The book is also notable as being the first image from Tungaske that I use in the Boos collage series, following by many more. The link which led me to this tiny, remote Canadian village? It’s the presence of population places named Goodwater and Goodland in the western part of Iron County, and in the same township (Dent) as the aforementioned Buick and Bixby communities there. Googling images through the conjoined “goodland goodwater” names quickly brought me to this Tungaske cemetery. Among the many pictures online the rust colored funerary book jumped out at me.
In the images I also found this one…
… and later learned that the name Tungaske itself means Goodwater according to some sources, thus its presence in the title of what is apparently the definitive history book for the community. But there’s more to the story than this. Check it out here.
The history book and the funerary book are now joined as one. I call the fictional synergy “The Big Book of Rust”. We may even quote passages from it later on.
Now to the elements added just a bit beyond this in the lower part of “Goodwater Goodland 01”. We have the return of a woman artist from the 2nd collage of the Stonethrow series, the one coming before Boos.
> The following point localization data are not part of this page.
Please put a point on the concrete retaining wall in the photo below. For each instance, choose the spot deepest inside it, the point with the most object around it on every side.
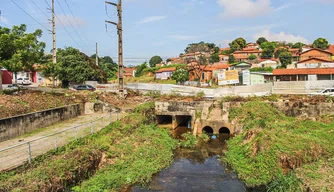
(20, 125)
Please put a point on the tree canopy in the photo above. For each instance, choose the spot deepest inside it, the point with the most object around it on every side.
(181, 75)
(199, 47)
(261, 40)
(155, 60)
(268, 49)
(20, 50)
(238, 44)
(320, 43)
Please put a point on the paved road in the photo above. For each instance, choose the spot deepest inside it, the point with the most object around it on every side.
(41, 143)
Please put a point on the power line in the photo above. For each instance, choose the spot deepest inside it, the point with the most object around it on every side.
(29, 15)
(39, 8)
(76, 20)
(71, 24)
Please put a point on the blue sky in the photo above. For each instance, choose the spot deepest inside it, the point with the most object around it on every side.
(165, 27)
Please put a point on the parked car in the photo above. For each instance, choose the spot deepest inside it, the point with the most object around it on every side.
(328, 92)
(23, 81)
(84, 87)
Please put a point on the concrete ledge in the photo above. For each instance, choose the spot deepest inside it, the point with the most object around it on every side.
(19, 125)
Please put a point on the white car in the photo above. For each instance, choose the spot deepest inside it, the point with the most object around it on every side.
(328, 92)
(24, 81)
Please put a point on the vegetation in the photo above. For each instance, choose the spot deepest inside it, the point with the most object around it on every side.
(261, 40)
(268, 49)
(238, 44)
(181, 75)
(20, 50)
(155, 60)
(274, 144)
(320, 43)
(126, 152)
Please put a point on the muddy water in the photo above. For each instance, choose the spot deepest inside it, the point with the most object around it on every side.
(197, 169)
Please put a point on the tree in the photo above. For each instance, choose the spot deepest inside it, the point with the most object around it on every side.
(285, 58)
(280, 50)
(252, 57)
(77, 67)
(20, 50)
(214, 58)
(238, 44)
(199, 47)
(320, 43)
(261, 40)
(181, 75)
(155, 60)
(231, 59)
(268, 49)
(139, 70)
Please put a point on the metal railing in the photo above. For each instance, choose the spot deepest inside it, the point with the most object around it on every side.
(17, 155)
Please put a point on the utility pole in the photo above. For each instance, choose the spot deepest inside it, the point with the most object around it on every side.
(97, 56)
(120, 45)
(54, 48)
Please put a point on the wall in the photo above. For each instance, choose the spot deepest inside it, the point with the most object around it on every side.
(20, 125)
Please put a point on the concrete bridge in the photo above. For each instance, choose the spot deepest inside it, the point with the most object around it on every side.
(204, 116)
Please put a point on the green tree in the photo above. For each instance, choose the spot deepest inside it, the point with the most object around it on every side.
(285, 58)
(139, 70)
(320, 43)
(238, 44)
(181, 75)
(20, 50)
(252, 57)
(231, 59)
(200, 47)
(155, 60)
(268, 49)
(77, 67)
(280, 50)
(261, 40)
(214, 58)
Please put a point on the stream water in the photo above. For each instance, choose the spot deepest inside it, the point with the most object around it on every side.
(198, 169)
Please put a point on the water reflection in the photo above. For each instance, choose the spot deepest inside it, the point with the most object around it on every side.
(197, 170)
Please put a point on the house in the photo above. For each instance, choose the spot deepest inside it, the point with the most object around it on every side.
(241, 66)
(316, 53)
(164, 73)
(244, 54)
(315, 63)
(316, 74)
(273, 63)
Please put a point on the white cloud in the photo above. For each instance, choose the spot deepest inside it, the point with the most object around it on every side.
(282, 36)
(245, 8)
(66, 20)
(152, 19)
(183, 37)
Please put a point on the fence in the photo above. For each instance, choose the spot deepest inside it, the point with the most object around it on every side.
(17, 155)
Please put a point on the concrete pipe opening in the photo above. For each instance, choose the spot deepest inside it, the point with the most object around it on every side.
(207, 130)
(224, 130)
(164, 119)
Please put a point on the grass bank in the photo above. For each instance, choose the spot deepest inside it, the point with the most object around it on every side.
(284, 153)
(126, 152)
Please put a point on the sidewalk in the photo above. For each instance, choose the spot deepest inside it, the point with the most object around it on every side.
(17, 151)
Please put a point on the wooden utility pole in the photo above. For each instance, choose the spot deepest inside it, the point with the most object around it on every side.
(54, 48)
(97, 56)
(120, 45)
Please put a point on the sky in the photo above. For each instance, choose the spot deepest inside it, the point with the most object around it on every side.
(166, 27)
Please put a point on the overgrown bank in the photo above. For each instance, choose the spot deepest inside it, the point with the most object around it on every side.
(126, 152)
(284, 153)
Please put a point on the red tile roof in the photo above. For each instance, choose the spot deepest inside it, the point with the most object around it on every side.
(166, 70)
(315, 71)
(315, 58)
(331, 49)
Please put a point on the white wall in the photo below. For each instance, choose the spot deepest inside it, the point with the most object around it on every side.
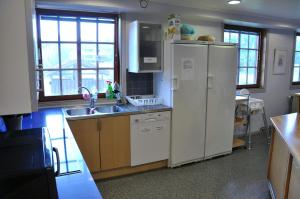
(276, 87)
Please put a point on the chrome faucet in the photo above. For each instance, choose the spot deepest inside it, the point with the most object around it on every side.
(92, 100)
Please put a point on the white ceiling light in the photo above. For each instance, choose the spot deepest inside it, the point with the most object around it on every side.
(234, 2)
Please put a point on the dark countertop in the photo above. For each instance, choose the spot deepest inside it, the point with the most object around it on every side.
(76, 185)
(75, 180)
(127, 109)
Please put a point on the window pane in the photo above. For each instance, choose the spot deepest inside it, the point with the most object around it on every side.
(243, 57)
(252, 61)
(89, 79)
(298, 43)
(49, 30)
(296, 74)
(234, 38)
(253, 41)
(251, 76)
(226, 36)
(69, 82)
(51, 83)
(50, 55)
(242, 76)
(106, 55)
(88, 31)
(297, 59)
(103, 76)
(244, 41)
(88, 55)
(106, 32)
(68, 55)
(68, 31)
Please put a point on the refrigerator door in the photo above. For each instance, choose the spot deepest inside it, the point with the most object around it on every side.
(220, 99)
(189, 87)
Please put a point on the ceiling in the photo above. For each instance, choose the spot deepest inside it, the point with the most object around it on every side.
(288, 9)
(281, 14)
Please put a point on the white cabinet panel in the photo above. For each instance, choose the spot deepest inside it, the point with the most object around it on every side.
(17, 61)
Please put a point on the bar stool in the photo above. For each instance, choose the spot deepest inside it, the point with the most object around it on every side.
(255, 106)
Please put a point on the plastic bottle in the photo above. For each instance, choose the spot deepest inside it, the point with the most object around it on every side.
(109, 91)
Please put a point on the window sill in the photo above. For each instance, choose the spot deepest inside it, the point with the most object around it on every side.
(70, 103)
(255, 90)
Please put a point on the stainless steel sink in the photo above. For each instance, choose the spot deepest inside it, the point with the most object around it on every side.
(80, 111)
(109, 109)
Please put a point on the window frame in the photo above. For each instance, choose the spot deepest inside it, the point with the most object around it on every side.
(294, 56)
(116, 69)
(261, 33)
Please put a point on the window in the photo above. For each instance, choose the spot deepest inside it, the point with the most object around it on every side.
(296, 68)
(76, 49)
(249, 41)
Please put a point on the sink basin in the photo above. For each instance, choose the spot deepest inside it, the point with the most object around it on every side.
(80, 111)
(109, 109)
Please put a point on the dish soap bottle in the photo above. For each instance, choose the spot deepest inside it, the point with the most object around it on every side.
(109, 90)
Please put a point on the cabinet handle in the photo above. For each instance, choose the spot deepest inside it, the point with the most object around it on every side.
(159, 128)
(99, 125)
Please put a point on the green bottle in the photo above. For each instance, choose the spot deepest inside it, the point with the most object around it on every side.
(109, 91)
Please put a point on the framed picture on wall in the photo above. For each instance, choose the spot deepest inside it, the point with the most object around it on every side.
(279, 62)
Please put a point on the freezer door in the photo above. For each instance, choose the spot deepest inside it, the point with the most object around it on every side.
(189, 69)
(220, 99)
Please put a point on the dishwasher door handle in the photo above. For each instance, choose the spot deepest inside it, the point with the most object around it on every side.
(150, 120)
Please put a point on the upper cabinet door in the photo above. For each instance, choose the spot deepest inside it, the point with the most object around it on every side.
(17, 57)
(145, 47)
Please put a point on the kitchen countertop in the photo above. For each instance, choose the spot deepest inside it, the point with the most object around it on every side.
(288, 127)
(127, 109)
(76, 185)
(76, 180)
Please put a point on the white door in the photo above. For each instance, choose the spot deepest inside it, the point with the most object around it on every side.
(220, 99)
(189, 102)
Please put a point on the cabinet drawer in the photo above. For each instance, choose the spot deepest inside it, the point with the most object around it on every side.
(151, 117)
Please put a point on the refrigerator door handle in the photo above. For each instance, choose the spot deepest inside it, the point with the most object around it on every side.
(175, 83)
(210, 81)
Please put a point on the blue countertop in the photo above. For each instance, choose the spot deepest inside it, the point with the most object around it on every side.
(79, 184)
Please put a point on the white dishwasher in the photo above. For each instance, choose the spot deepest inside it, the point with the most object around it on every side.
(150, 137)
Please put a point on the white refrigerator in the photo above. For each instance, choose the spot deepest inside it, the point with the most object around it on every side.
(202, 95)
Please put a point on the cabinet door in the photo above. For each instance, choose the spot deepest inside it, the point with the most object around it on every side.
(87, 137)
(294, 191)
(114, 142)
(278, 166)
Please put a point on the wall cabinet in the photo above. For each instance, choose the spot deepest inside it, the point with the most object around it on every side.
(103, 142)
(145, 47)
(17, 57)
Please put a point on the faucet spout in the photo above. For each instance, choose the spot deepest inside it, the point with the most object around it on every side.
(92, 100)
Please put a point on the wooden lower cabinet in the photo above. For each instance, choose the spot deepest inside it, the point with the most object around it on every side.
(105, 145)
(88, 139)
(279, 167)
(114, 142)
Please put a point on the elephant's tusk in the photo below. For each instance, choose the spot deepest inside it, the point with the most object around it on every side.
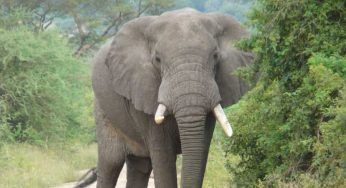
(159, 115)
(222, 119)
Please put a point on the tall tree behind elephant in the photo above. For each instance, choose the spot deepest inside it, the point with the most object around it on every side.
(159, 87)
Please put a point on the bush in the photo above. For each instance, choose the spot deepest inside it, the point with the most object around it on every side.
(44, 90)
(291, 126)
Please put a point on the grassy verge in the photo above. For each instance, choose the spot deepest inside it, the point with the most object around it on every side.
(23, 165)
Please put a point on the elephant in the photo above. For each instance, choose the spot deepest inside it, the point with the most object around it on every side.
(159, 87)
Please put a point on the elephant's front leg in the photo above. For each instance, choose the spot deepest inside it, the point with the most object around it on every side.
(163, 157)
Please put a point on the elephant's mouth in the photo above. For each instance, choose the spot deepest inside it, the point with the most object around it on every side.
(217, 110)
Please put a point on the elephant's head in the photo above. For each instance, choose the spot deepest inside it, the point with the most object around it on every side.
(181, 63)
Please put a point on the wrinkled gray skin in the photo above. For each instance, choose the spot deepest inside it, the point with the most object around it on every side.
(182, 59)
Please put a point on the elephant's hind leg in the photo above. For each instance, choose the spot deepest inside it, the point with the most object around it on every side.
(138, 171)
(111, 152)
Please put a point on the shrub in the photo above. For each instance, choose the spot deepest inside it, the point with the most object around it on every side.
(291, 126)
(44, 90)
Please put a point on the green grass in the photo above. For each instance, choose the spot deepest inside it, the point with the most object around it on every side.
(23, 165)
(27, 166)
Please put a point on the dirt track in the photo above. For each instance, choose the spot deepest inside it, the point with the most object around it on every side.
(121, 181)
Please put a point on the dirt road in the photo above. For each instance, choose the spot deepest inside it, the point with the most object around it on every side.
(121, 181)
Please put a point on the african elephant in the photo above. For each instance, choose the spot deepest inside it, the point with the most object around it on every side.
(158, 89)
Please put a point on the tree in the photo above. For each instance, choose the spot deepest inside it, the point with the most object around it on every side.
(92, 21)
(290, 129)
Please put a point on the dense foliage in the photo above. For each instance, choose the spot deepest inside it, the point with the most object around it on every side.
(44, 90)
(291, 128)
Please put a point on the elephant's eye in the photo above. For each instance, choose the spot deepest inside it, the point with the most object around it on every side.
(157, 59)
(216, 56)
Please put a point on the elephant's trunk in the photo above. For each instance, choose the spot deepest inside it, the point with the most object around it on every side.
(190, 92)
(193, 144)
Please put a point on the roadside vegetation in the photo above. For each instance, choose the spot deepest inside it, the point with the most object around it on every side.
(290, 128)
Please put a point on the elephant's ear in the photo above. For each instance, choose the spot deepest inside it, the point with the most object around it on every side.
(129, 62)
(231, 87)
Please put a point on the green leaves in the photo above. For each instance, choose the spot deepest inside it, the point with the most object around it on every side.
(42, 88)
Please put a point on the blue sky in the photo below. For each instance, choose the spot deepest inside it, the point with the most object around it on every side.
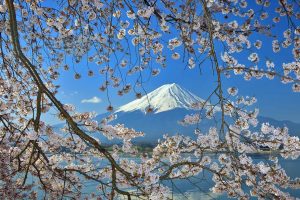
(275, 99)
In the present collage, she is again placing a round object into the white “eye” of a tajitu or yin-yang ball. I newly associated this with the Bigfoot art event, which took place in meantime. Namely it is the placement of the “iron smelting plant” to mark the center of the *yin* aspect of the marble race track, where it circles back around to head toward the spool table and complete its circuit. In the new collage, the sculpted eye she holds in the Stonethrow work is replaced by a similarly round sewer cover held down by a hand of Homeless Man (who himself appears in a subsequent Stonethrow collage).
If we look closely, we see the sewer cover, although the same “size” as the pictured white eye of the symbol, is turned in a way that will not fit this eye. The artist even seems to hold the eye more than the sewer cover. This could refer back to the “seed” of earlier collages, which appears in 2 forms perpendicular to each other (car and car’s license plate). There’s also a good chance that the woman artist of “Goodwater Goodland 01” stands in for another female artist from Tungaske, associated with the same tajitu sphere in a collage we’ll be examining soon. But for now, something doesn’t seem to quite fit yet.
And then the final elements of the “Goodwater Goodland 01” — 3 images of the same wall mural — also comes from Tungaske, being placed over on the other image (funerary memorial book) from the same town and partially obscuring it. This could represent differently angled illuminations from “The Big Book of Rust” itself.